Voor het eerst in de geschiedenis van het WK krijgen we morgen ook een beloftenwereldkampioen bij de vrouwen. Een goede zaak zou je denken, maar de manier waarop die titel wordt uitgereikt, roept vragen op. De beloftenwedstrijd wordt geïntegreerd in die van de profs. "Fijn dat er eindelijk iets is voor beloften, maar deze manier is niet goed", zegt wieleranalist Marijn de Vries.
In een wedstrijd vallen zaterdag twee wereldtitels te verdienen: een bij de profs, voor de eerste die over de meet komt, en een bij de beloften, voor de eerste renster die jonger dan 23 is.
Ex-renster en journaliste Marijn de Vries heeft haar bedenkingen bij dat systeem: "Oftewel organiseer je een aparte wedstrijd voor U23-rensters, oftewel doe je helemaal niets. De beloften worden hiermee echt tekortgedaan."
De Vries ziet meerdere problemen met het huidige format. Ten eerste is er geen overzicht. "Het is niet zo dat de beloften een ander soort rugnummer krijgen of dat er een kleurtje in is aangebracht. Je weet dus niet eens op welke rensters je moet letten", zegt ze.
Bovendien strijden niet alle landen met gelijke wapens, vindt De Vries. "Je hebt bijvoorbeeld enerzijds de Nederlandse selectie die heel groot is. Ik kan me voorstellen dat Shirin van Anrooij gewoon haar eigen ding mag doen bij de beloften. Zij is dan ook meteen een van de topfavorieten."
"Julie De Wilde, de Belgische belofte, heeft die luxe waarschijnlijk niet. Met Lotte Kopecky hebben de Belgen een renster die echt wel iets kan doen in de finale, dus dan wil je ook dat De Wilde de rol van knecht opneemt. Maar dan geeft ze dus haar eigen kansen op. De bondscoach wordt zo in een onmogelijke positie gewrongen."

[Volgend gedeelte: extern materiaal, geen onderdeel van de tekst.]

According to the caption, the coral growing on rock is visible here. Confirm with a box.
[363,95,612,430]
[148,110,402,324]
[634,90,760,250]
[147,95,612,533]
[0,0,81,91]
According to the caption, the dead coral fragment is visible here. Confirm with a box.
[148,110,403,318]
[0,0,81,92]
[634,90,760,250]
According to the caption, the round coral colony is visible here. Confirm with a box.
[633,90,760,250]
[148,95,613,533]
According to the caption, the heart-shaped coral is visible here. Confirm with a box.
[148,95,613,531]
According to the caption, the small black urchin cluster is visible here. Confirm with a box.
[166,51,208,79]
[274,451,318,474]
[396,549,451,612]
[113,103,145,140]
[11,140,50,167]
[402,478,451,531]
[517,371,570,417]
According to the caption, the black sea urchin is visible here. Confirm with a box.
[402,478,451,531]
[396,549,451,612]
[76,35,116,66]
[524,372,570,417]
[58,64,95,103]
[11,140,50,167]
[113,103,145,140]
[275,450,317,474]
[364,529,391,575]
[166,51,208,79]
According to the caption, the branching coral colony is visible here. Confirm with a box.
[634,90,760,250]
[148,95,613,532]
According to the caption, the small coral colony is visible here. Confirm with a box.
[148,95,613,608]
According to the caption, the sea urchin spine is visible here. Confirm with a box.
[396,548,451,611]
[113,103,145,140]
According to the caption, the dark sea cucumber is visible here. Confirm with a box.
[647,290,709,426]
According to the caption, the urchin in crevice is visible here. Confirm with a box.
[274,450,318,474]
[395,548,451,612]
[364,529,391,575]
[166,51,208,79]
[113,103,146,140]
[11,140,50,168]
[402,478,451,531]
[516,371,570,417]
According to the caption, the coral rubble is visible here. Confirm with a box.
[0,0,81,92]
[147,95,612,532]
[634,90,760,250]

De Vries heeft ook nog een derde punt van kritiek: "Wat ook problematisch is, is dat de beloften nu dezelfde afstand moeten rijden als de elite vrouwen. En als je net overkomt van de junioren, is bijna 170 kilometer echt een heel grote afstand. De vraag is of dat wel goed is voor hun ontwikkeling."
Enerzijds wil je dat De Wilde knecht voor Kopecky, anderzijds offert ze dan haar eigen kansen op. De bondscoach wordt in een onmogelijke positie gewrongen.

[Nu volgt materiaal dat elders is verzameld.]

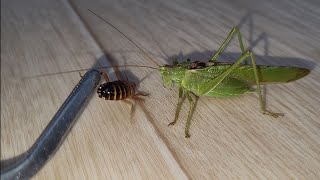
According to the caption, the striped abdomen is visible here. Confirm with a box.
[97,81,136,100]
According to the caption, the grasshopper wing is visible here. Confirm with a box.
[182,70,252,97]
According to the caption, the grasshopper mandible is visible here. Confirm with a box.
[89,10,310,138]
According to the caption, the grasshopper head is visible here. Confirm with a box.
[160,65,173,87]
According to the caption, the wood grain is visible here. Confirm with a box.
[1,0,320,179]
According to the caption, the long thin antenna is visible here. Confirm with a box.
[88,9,160,67]
[23,64,159,79]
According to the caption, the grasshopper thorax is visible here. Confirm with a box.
[160,60,192,87]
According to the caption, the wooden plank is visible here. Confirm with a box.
[1,0,320,179]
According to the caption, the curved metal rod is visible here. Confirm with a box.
[1,70,101,180]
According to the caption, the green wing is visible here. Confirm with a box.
[182,70,251,97]
[230,65,310,84]
[189,64,310,84]
[182,64,310,96]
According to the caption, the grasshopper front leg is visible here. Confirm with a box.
[198,51,284,117]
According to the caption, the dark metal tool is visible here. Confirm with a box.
[1,70,101,180]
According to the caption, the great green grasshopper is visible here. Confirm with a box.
[89,10,310,138]
[160,27,310,138]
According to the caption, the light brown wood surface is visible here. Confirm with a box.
[1,0,320,179]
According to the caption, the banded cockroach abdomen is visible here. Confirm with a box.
[97,80,136,100]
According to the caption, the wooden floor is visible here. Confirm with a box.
[1,0,320,180]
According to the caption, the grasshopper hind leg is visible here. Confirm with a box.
[168,87,185,126]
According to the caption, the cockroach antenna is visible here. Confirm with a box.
[88,9,160,67]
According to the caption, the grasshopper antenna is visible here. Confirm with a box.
[88,9,160,67]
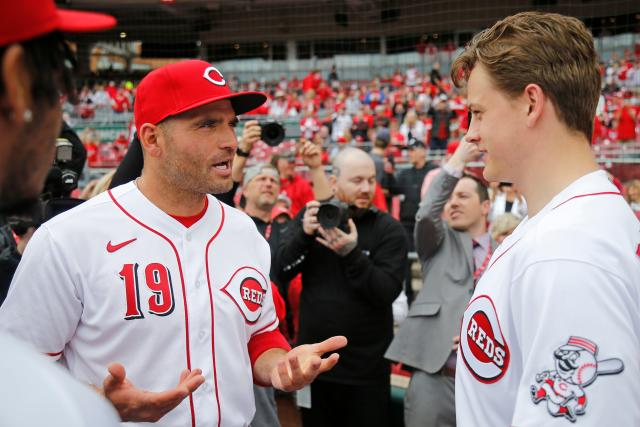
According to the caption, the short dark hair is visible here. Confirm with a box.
[460,174,489,202]
[0,31,76,105]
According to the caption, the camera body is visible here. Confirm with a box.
[260,121,285,147]
[43,138,79,198]
[317,199,349,232]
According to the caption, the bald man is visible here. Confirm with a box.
[278,148,407,427]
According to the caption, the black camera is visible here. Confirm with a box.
[317,200,349,231]
[39,122,87,224]
[260,121,284,147]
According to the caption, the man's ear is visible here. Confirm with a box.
[0,44,33,127]
[480,200,491,217]
[138,123,166,157]
[523,83,547,127]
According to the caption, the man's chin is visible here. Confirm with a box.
[449,220,469,231]
[0,197,41,216]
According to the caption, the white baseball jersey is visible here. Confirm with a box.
[456,171,640,427]
[0,334,120,427]
[0,182,286,426]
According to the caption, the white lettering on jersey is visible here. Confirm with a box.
[222,267,269,323]
[460,295,509,384]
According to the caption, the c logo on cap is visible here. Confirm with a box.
[202,67,227,86]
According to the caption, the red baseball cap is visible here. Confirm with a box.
[133,59,267,130]
[0,0,116,46]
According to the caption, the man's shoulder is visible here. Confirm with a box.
[518,196,640,273]
[45,191,116,229]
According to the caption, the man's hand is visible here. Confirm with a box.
[451,335,460,351]
[238,120,262,153]
[271,336,347,391]
[302,200,320,236]
[300,139,322,169]
[447,138,480,171]
[316,218,358,256]
[103,363,204,422]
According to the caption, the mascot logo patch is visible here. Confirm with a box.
[460,295,510,384]
[202,67,227,86]
[531,337,624,423]
[222,267,269,323]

Aparte wedstrijd enige oplossing
Het huidige format zou maar voor enkele seizoenen blijven. De UCI wil binnen een paar jaar een aparte belofte-wedstrijd organiseren. De enige juiste oplossing volgens De Vries.
"Dat is inderdaad beter", zegt ze. "De tegenargumenten zijn dan dat het peloton te klein zal zijn en de niveauverschillen te groot. En dat zal inderdaad wel zo zijn tijdens de eerste jaren, maar het is de enige manier om die categorie te laten groeien."
"Bovendien geef je met een aparte wedstrijd ook de kans aan een bredere lijn van rensters. Als je nu naar de Nederlandse selectie kijkt, zijn er heel wat rensters thuisgebleven die zeker het niveau van het WK U23 waard zouden zijn. Het zou gewoon gelijkwaardig moeten zijn aan de mannen", besluit de Nederlandse journalist.
Ook de Nederlandse bondscoach Loes Gunnewijk had haar poulain Shirin van Anrooij liever in een aparte beloftecategorie zien strijden. "Dat zou veel beter zijn geweest", vertelt ze. "De overgang van de junioren naar de elite is heel groot. Het is beter om een kampioenschap te rijden met leeftijdsgenoten."
"Nu kan je twee truien verdienen in één wedstrijd. Sommige landen hebben geen belofterensters, sommige landen stemmen hun WK af op de U23... Ik had het liever anders gezien."
De Wilde, kanshebber op beloftetitel, zal rijden voor Kopecky: "Zij maakt veel kans"
Net als Marijn de Vries, loopt Julie De Wilde niet wild van het huidige format: "Het is bizar, want er zullen beloftes zijn die zullen moeten rijden voor hun elite-landgenotes en andere beloftes zullen volledig hun eigen kans mogen gaan."
De Wilde is op papier onze grote Belgische kanshebber op de beloftentitel, maar haar prioriteiten liggen elders: "Het is een speciaal gegeven, meerdere prijzen in één koers, maar met de ploeg prefereren we de wereldtitel bij de elites."
"Ik denk dat Lotte heel veel kans maakt", voegt ze er glimlachend aan toe, "Mount Pleasant ligt haar perfect. Op zo'n parcours kan ze het best uit de voeten."